Per la prima volta la parità fra uomini e donne diventa un obiettivo affrontato dall’ONU e quindi si fa materia di interesse globale, coinvolgendo le società civili e i governi dei 193 Paesi membri dell’ONU. La tematica delle disuguaglianze fra donne e uomini in termini di opportunità socio-economiche, gestione della salute, trattamento sociale e individuale e violenza perpetrata sulle donne in quanto donne, oltre ad essere materia dell’obiettivo numero 5, compare anche come  traguardo di altri obiettivi dell’Agenda, in quanto lente attraverso cui analizzare le questioni sociali più critiche, per risolvere i problemi legati alla povertà, alla fame, all’esclusione sociale.  

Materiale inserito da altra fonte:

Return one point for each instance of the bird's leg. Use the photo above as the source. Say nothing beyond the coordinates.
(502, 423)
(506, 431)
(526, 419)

Si fa, quindi, riferimento alla necessità di garantire una parità di genere come precondizione per raggiungere i risultati prefissati all’interno dei punti 1-2-3-4-6-8-11, obiettivi che riguardano nel complesso problematiche sociali, povertà e nutrizione:  eliminare la disparità di genere a livello mondiale significa rafforzare l’incremento di uno sviluppo economico, sociale e sostenibile all’interno di tutte le comunità, soprattutto quelle rurali dei Paesi in via di sviluppo.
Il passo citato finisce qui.